The following R code displays the 10 natural events that had more fatalities and injuries respectively.
fatalities <- data[, sum(FATALITIES) , by = EVTYPE][order(V1 , decreasing = TRUE)];
injuries <- data[ , sum(INJURIES), by = EVTYPE][order(V1, decreasing = TRUE)];
setnames(fatalities, "V1", "TotalFatalities")
setnames(injuries, "V1", "TotalInjuries");
fatalities[1:10];
## EVTYPE TotalFatalities
## 1: TORNADO 5633
## 2: EXCESSIVE HEAT 1903
## 3: FLASH FLOOD 978
## 4: HEAT 937
## 5: LIGHTNING 816
## 6: TSTM WIND 504
## 7: FLOOD 470
## 8: RIP CURRENT 368
## 9: HIGH WIND 248
## 10: AVALANCHE 224
injuries[1:10];
## EVTYPE TotalInjuries
## 1: TORNADO 91346
## 2: TSTM WIND 6957
## 3: FLOOD 6789
## 4: EXCESSIVE HEAT 6525
## 5: LIGHTNING 5230
## 6: HEAT 2100
## 7: ICE STORM 1975
## 8: FLASH FLOOD 1777
## 9: THUNDERSTORM WIND 1488
## 10: HAIL 1361
The following chart shows the top 10 natural events that caused fatalities or injuries
between the years of 1950 and 2011 in United States.
library(ggplot2);
qplot(x = fatalities$EVTYPE[1:10], y = fatalities$TotalFatalities[1:10],
main = "Total Number of Fatalities", xlab = "Natural Event",
ylab = "Number of Fatalities") + theme(axis.title.x = element_text(face="bold"),
axis.text.x = element_text(angle=90, vjust=1));
qplot(x = injuries$EVTYPE[1:10] , y = injuries$TotalInjuries[1:10],
xlab = "Natural Event", ylab = "Number of Injuries", main = "Total Number of Injuries",
) + theme(axis.title.x = element_text(face="bold"),
axis.text.x = element_text(angle=90, vjust=1));
The economic consequence is separated in two categories, the first one is property damage and the second is crop damage. Firstly we compute the top 10 natural events that caused the most economic consequence from property and crop.
property <- data[, sum(PROPDMG) , by = EVTYPE][order(V1 , decreasing = TRUE)];
crop <- data[ , sum(CROPDMG), by = EVTYPE][order(V1, decreasing = TRUE)];
setnames(property, "V1", "TotalPropDamageBlnUSD")

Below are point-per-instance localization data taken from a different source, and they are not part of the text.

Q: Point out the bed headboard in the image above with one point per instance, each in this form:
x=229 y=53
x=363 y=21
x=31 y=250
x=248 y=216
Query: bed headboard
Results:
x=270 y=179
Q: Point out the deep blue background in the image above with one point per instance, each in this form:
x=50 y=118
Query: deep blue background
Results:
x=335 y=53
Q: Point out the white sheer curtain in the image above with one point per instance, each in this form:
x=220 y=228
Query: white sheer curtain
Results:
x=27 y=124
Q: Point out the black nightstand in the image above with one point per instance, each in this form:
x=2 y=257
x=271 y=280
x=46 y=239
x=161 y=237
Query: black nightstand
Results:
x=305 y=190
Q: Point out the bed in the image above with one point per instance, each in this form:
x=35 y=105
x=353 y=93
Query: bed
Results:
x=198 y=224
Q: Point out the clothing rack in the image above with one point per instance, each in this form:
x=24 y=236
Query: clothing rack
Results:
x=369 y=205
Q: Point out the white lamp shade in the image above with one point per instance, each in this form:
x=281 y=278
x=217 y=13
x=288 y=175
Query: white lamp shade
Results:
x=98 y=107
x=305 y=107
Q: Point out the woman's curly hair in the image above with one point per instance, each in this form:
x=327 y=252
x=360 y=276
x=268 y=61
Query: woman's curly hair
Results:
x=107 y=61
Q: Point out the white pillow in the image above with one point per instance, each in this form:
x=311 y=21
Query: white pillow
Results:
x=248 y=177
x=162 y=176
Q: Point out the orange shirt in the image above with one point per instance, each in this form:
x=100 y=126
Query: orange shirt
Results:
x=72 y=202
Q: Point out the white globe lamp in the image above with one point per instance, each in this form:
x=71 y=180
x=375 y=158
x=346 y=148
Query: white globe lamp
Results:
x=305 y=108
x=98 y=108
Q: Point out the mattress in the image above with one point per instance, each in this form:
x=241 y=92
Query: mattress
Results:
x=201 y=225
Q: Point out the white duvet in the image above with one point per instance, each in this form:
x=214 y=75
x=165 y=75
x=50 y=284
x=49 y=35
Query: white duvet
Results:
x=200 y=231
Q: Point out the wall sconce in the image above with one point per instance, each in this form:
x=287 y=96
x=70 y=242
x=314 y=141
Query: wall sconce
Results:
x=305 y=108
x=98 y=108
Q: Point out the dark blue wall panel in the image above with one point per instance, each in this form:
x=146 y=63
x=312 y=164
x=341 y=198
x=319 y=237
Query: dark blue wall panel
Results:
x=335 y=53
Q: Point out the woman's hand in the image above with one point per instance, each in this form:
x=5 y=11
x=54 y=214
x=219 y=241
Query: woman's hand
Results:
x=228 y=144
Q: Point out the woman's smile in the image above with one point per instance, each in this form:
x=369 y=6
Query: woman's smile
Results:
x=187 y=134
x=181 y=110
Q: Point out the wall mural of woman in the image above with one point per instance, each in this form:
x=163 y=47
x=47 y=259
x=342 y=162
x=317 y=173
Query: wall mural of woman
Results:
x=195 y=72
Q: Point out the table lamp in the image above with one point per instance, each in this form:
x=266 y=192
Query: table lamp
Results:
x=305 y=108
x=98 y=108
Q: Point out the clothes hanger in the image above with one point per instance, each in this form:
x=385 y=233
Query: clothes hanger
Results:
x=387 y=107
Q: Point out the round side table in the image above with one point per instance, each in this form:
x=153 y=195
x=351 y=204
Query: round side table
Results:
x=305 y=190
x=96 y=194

setnames(crop, "V1", "TotalCropDamageBlnUSD");
property[1:10];
## EVTYPE TotalPropDamageBlnUSD
## 1: FLOOD 144.657710
## 2: HURRICANE/TYPHOON 69.305840
## 3: TORNADO 56.937161
## 4: STORM SURGE 43.323536
## 5: FLASH FLOOD 16.140812
## 6: HAIL 15.732267
## 7: HURRICANE 11.868319
## 8: TROPICAL STORM 7.703891
## 9: WINTER STORM 6.688497
## 10: HIGH WIND 5.270046
crop[1:10];
## EVTYPE TotalCropDamageBlnUSD
## 1: DROUGHT 13.972566
## 2: FLOOD 5.661968
## 3: RIVER FLOOD 5.029459
## 4: ICE STORM 5.022113
## 5: HAIL 3.025954
## 6: HURRICANE 2.741910
## 7: HURRICANE/TYPHOON 2.607873
## 8: FLASH FLOOD 1.421317
## 9: EXTREME COLD 1.292973
## 10: FROST/FREEZE 1.094086
The following chart shows the total amount of the 10 natural events that caused more property damage in United States in between the years of 1950 and 2011.
library(ggplot2);
qplot(x = property$EVTYPE[1:10], y = property$TotalPropDamageBlnUSD[1:10],
main = "Total Property Damage", xlab = "Natural Event",
ylab = "Cost in bln USD") +
theme(axis.text.x = element_text(angle=90, vjust=1));
qplot(x = crop$EVTYPE[1:10] , y = crop$TotalCropDamageBlnUSD[1:10],
xlab = "Natural Event", ylab = "Cost in bln USD", main = "Total Crop Damage",
) + theme(axis.text.x = element_text(angle=90, vjust=1));
It can be seen that the most harmful natural event to United States population is Tornado with 5633 fatalities and 91346 injuries followed by Excessive Heat in terms of fatalities (1903) and TSTM Wind in terms of injuries (6957).
For economic consequence it can be seen that Flood (144.657710 bln USD), Hurricane or Thyphon (69.305840 bln USD) and Tornado (56.937161 bln USD) are the natural events that causes the most property damage. On the other hand Drought (13.972566 bln USD), Flood (5.661968 bln USD) and River Flood (5.029459 bln USD) are the natural events that causes the most economic damage to crop.